Red Hat Bugzilla – Bug 463872
[LTC 6.0 FEAT] 201264:EDAC Support
Last modified: 2010-10-18 15:17:09 EDT
Emily J. Ratliff <firstname.lastname@example.org> - 2008-09-24 13:53 EDT
1. Feature Overview:
Feature Id: 
a. Name of Feature: EDAC Support
b. Feature Description
RAS Enhancements Require EDAC support for all chipsets in IBM systems (including proprietary).
Also would prefer the ability to disable EDAC drivers during install for platforms that don't
require them. The majority of IBM Intel and AMD based servers do memory and CPU predictive
failure analysis (PFA) in the BIOS with the help of the BMC. When EDAC drivers are loaded they will
poll for memory errors once a second. The EDAC drivers may read the same hardware status registers
that the BIOS is using for PFA. This can easily lead to interference between EDAC and the BIOS if
EDAC reads and clears the registers before the BIOS gets a chance to do so and can potentially
render the BIOS's PFA mechanism dysfunctional. Therefore, a mechanism (black/white listing or
perhaps something more robust) for disabling EDAC on platforms that already do PFA in firmware would
2. Feature Details:
Arch Specificity: Both
Affects Installer: Yes
Affects Kernel Modules: Yes
Delivery Mechanism: Request Red Hat development assistance
Request Type: Kernel - Enhancement from Upstream
d. Upstream Acceptance: In Progress
Sponsor Priority 1
f. Severity: High
IBM Confidential: no
Code Contribution: IBM code
g. Component Version Target: The EDAC code for some IBM chipsets has been started. The target at
this point is probably 2.6.27. Additionally, there are components to this feature request that
require code from the distros (ability to disable/enable EDAC based on the platform type).
3. Business Case
Need to provide a mechanism for customers to be able to detect and report platform errors from Linux.
4. Primary contact at Red Hat:
5. Primary contacts at Partner:
Project Management Contact:
Monte Knutson, email@example.com, 877-894-1495
Kevin Stansell, firstname.lastname@example.org
Chris McDermott, email@example.com
Deneen T. Dock, firstname.lastname@example.org
If you want to do disabling of the EDAC code based on whether or not the firmware in the platform supports other methods, this should really be done via DMI matching in the kernel code itself.
(In reply to comment #4)
> ------- Comment From email@example.com 2008-10-03 13:29:02 EDT-------
> If you want to do disabling of the EDAC code based on whether or not the
> firmware in the platform supports other methods, this should really be done via
> DMI matching in the kernel code itself.

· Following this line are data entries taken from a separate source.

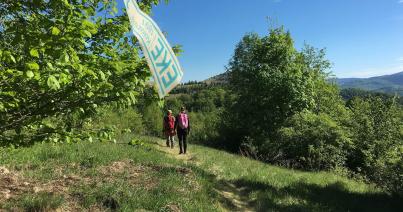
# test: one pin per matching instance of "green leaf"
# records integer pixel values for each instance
(29, 74)
(53, 83)
(55, 31)
(34, 53)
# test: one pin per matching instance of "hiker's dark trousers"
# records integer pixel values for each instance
(182, 134)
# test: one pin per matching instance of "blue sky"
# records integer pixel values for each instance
(363, 38)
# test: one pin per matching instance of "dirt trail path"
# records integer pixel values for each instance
(232, 195)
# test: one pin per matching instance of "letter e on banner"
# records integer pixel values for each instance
(160, 57)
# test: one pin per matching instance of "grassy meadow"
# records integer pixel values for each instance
(149, 176)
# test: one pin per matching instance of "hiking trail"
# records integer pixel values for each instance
(232, 195)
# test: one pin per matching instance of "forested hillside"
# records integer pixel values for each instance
(387, 84)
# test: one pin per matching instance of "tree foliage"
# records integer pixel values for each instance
(63, 57)
(272, 81)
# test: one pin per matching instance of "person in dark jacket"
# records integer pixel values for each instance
(169, 128)
(182, 126)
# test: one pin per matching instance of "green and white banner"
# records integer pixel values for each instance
(161, 59)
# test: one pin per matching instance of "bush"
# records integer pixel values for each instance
(204, 127)
(122, 121)
(377, 135)
(313, 142)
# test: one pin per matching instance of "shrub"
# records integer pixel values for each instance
(314, 142)
(377, 136)
(204, 127)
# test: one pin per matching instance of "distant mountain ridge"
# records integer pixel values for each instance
(387, 83)
(390, 84)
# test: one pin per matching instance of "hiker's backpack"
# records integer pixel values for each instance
(183, 121)
(170, 122)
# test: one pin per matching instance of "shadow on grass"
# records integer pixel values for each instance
(311, 197)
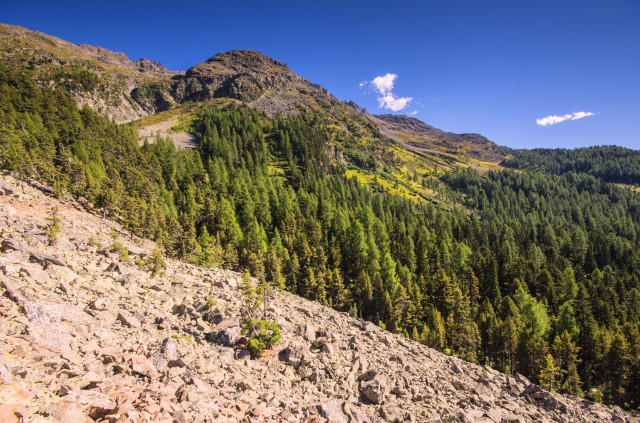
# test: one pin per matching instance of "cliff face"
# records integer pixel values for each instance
(87, 335)
(127, 90)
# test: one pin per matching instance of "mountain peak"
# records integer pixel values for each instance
(239, 60)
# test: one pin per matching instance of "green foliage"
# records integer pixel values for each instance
(527, 256)
(155, 262)
(607, 163)
(209, 304)
(549, 373)
(53, 226)
(262, 334)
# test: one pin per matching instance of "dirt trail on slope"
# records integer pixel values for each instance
(182, 140)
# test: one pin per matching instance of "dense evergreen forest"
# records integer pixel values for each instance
(535, 272)
(610, 163)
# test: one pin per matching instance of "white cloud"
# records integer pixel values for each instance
(552, 120)
(580, 115)
(386, 99)
(391, 102)
(384, 84)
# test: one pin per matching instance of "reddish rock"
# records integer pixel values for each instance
(143, 366)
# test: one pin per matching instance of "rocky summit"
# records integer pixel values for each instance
(90, 335)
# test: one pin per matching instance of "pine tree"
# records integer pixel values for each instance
(549, 373)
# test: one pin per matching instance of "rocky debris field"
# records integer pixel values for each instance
(87, 336)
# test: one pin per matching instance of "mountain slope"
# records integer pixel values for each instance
(527, 272)
(87, 335)
(127, 90)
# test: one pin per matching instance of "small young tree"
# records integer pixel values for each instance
(53, 227)
(549, 373)
(262, 333)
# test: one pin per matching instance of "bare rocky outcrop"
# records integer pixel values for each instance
(86, 337)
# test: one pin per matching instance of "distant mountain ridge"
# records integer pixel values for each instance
(130, 89)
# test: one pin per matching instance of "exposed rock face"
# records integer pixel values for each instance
(133, 89)
(143, 350)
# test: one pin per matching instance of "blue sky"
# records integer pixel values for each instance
(491, 67)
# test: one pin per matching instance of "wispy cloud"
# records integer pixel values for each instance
(383, 86)
(552, 120)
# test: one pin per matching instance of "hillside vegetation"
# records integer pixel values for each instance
(530, 272)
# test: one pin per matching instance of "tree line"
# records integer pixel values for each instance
(531, 272)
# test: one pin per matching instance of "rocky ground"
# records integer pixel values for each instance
(182, 140)
(86, 336)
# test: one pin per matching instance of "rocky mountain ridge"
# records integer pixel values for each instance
(128, 90)
(87, 335)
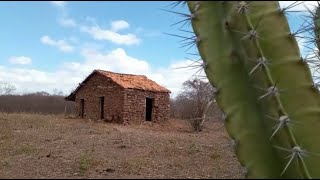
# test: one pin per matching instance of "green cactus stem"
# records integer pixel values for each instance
(264, 86)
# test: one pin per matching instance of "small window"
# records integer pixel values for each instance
(149, 105)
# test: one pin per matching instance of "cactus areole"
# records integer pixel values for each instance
(264, 87)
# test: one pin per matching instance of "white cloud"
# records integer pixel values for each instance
(111, 35)
(23, 60)
(67, 22)
(68, 75)
(60, 44)
(119, 25)
(58, 3)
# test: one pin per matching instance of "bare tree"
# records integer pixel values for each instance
(193, 102)
(6, 88)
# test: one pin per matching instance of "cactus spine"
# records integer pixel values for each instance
(264, 86)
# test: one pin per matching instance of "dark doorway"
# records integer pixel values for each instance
(149, 104)
(82, 108)
(101, 107)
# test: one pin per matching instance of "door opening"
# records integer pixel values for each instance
(149, 104)
(82, 108)
(101, 107)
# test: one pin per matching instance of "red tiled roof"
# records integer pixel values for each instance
(127, 81)
(131, 81)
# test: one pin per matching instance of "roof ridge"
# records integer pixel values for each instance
(99, 70)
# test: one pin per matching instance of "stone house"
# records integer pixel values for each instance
(121, 98)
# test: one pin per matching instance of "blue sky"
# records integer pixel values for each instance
(54, 45)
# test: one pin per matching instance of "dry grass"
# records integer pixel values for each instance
(43, 146)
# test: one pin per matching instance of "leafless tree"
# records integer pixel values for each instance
(193, 102)
(6, 88)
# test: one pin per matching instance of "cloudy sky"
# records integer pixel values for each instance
(55, 45)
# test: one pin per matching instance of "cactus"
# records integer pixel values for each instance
(265, 87)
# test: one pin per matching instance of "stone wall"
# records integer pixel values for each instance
(135, 106)
(98, 86)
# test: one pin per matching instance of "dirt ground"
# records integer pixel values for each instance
(44, 146)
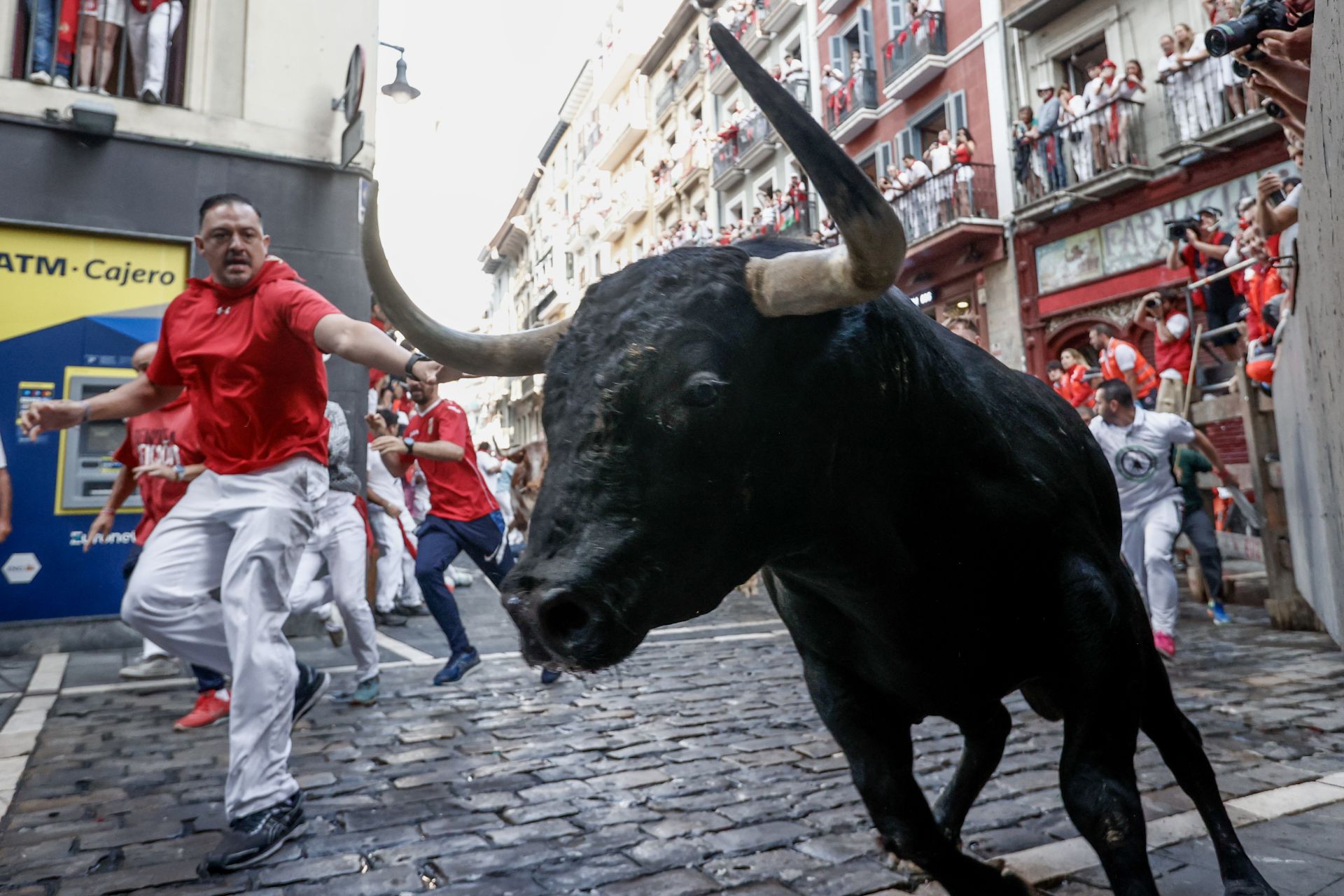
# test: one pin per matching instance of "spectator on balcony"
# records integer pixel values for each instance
(150, 29)
(1093, 102)
(52, 51)
(1121, 94)
(1121, 360)
(1047, 139)
(1206, 80)
(1203, 257)
(1077, 370)
(1163, 314)
(100, 27)
(1026, 159)
(964, 152)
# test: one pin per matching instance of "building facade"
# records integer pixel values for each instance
(1088, 222)
(901, 74)
(97, 216)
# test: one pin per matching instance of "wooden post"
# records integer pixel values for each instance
(1287, 608)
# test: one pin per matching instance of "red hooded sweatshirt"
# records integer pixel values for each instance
(253, 372)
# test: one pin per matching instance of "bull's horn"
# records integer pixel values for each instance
(508, 355)
(874, 241)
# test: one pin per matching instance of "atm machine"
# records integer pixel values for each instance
(85, 468)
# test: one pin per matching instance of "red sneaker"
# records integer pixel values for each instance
(210, 710)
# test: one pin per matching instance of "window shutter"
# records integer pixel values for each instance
(866, 38)
(956, 112)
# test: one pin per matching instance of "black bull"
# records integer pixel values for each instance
(706, 413)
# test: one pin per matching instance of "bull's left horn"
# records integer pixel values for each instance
(874, 241)
(508, 355)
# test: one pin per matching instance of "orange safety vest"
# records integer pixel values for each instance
(1144, 374)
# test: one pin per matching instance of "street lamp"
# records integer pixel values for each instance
(400, 90)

Yes, agreed. However, this is slightly more complicated than just DMI matching. Since the BIOS setup can provide an option for disabling PFAs, there needs to be a way to dynamically determine whether or not the BIOS is _currently_ handling PFA (through SMIs, typically). There are potentially race conditions that can occur if both BIOS and Linux are handling errors simultaneously.

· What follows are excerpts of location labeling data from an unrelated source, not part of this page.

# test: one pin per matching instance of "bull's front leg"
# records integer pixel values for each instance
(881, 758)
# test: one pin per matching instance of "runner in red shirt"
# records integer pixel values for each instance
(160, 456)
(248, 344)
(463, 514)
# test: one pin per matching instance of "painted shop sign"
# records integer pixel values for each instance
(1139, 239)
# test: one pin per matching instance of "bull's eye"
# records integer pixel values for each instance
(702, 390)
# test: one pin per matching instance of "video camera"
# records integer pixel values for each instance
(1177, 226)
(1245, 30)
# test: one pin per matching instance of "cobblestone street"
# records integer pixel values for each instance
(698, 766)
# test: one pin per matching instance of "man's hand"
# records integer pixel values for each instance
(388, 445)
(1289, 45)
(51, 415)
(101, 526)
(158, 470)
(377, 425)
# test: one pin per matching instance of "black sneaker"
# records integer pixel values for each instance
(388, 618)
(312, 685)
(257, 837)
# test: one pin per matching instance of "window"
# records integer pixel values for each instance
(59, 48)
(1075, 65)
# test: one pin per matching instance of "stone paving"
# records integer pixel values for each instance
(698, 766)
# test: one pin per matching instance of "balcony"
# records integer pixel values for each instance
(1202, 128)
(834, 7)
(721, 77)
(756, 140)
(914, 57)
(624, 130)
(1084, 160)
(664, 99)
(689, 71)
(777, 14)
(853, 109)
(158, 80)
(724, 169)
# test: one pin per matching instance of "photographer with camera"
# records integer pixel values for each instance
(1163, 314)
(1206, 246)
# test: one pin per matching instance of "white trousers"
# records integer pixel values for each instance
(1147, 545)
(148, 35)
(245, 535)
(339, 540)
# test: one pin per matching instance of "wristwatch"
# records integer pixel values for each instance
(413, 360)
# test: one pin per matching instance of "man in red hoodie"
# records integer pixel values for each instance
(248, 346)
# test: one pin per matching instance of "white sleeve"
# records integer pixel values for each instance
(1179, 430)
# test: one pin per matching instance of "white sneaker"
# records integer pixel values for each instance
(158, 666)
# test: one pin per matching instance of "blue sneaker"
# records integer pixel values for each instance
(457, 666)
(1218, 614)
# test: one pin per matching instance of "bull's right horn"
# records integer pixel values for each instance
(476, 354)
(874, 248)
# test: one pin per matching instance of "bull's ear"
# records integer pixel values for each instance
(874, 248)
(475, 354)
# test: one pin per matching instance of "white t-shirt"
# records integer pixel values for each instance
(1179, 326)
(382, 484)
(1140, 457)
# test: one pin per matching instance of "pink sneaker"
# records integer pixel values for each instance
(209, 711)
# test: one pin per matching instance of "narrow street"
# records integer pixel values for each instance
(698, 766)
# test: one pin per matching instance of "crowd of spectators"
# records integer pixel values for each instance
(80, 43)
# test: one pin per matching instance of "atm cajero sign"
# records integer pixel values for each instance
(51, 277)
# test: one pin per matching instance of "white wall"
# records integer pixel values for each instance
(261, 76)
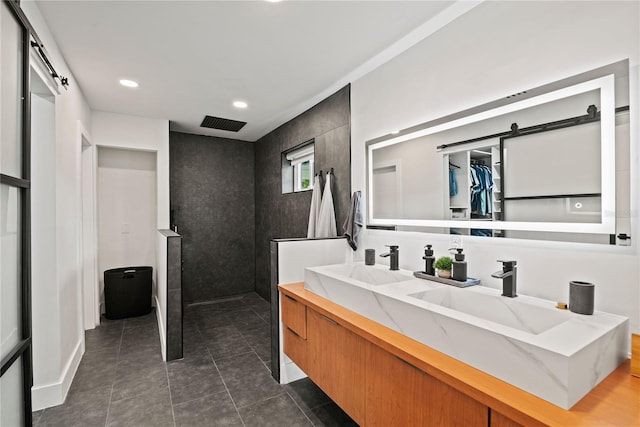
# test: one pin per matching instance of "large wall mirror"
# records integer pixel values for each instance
(548, 163)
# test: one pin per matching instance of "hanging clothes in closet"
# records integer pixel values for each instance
(453, 181)
(481, 189)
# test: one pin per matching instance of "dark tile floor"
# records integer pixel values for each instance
(223, 379)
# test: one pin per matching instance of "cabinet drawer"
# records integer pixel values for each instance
(294, 315)
(295, 347)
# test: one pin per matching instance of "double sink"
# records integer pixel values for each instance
(554, 354)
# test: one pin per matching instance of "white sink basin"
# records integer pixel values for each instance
(509, 312)
(371, 275)
(554, 354)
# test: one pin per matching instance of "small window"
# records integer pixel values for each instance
(298, 168)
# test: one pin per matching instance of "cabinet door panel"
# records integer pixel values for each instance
(336, 360)
(296, 348)
(400, 394)
(499, 420)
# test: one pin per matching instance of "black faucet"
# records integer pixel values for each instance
(394, 253)
(508, 276)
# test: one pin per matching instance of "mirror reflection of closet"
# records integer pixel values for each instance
(474, 188)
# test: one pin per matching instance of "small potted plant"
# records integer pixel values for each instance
(443, 265)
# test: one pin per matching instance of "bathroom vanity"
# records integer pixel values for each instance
(380, 376)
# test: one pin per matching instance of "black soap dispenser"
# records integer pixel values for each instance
(429, 259)
(459, 268)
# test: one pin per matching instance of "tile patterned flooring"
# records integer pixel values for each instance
(223, 379)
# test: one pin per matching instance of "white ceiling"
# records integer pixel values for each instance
(194, 58)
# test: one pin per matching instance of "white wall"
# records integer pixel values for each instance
(126, 193)
(152, 135)
(494, 50)
(63, 315)
(43, 229)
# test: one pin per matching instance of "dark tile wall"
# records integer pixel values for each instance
(213, 204)
(286, 215)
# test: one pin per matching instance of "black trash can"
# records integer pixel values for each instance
(127, 292)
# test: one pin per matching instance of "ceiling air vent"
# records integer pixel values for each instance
(222, 124)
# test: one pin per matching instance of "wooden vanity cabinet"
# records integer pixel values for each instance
(336, 363)
(499, 420)
(401, 394)
(294, 326)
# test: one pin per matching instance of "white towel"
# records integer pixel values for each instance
(353, 224)
(314, 212)
(326, 226)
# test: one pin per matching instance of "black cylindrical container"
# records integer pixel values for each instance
(370, 256)
(127, 292)
(581, 297)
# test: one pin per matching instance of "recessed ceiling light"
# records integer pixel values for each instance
(128, 83)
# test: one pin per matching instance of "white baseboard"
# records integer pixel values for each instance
(161, 330)
(48, 395)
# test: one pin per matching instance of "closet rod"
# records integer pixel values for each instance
(554, 196)
(587, 118)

It's unclear to me where this code should be - it's not as if userspace would have any better idea what BIOS option has been set. Can this be read from SMBIOS or similar?

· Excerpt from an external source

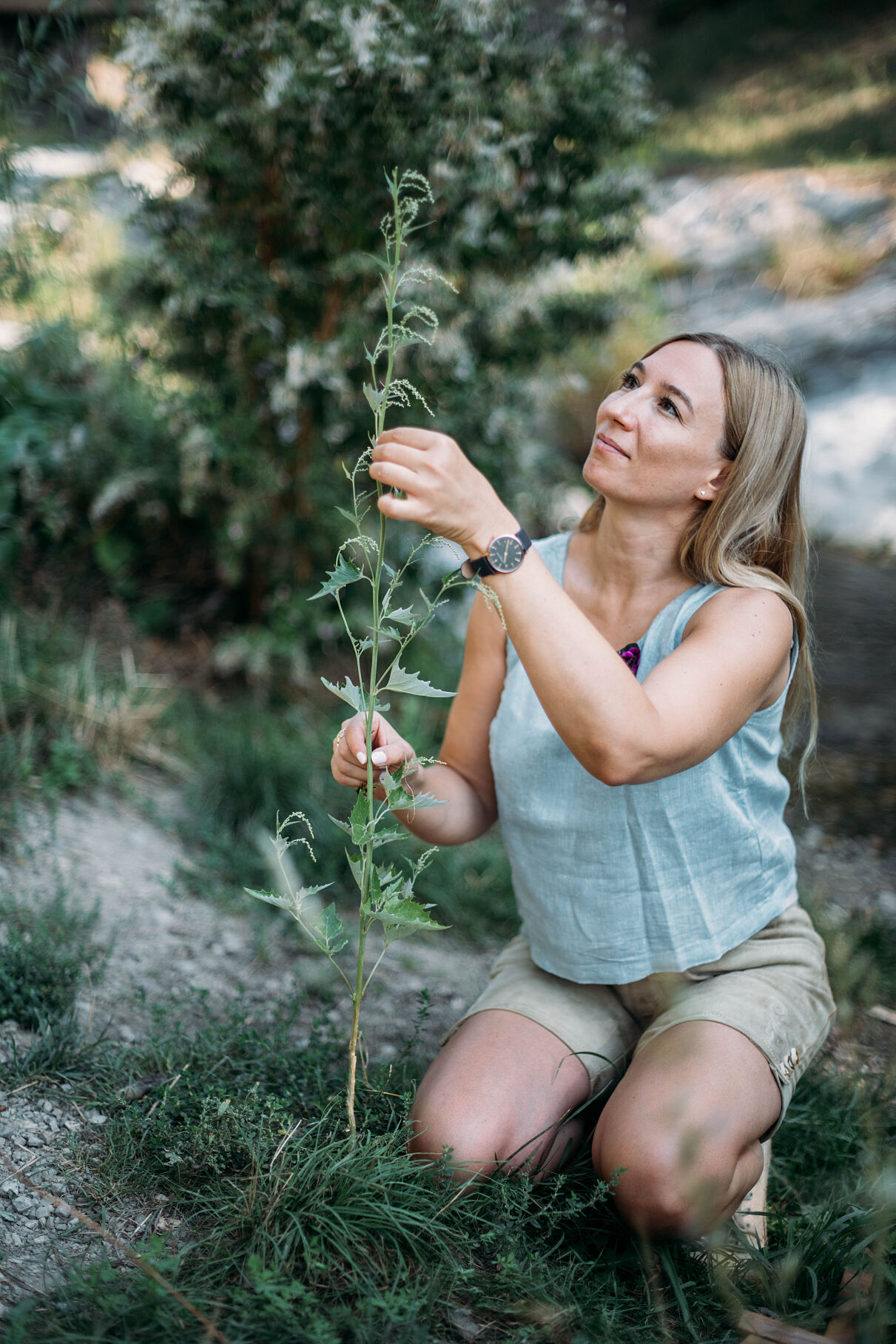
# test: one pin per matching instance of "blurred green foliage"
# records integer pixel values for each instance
(247, 306)
(44, 948)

Chris, can you please help with an answer to Bill's question in comment 3?
Max has been looking at this issue. I'll have him respond.
Is this bug still active? I just had some partners in APAC ask about it.
Yes, this BZ is still active.
Assigning this to Peter Bogdanovic at IBM.
IBM System x has ceased further EDAC driver development.
------- Comment From firstname.lastname@example.org 2009-12-08 20:34 EDT-------
This was quit in devtrack so doing the same here.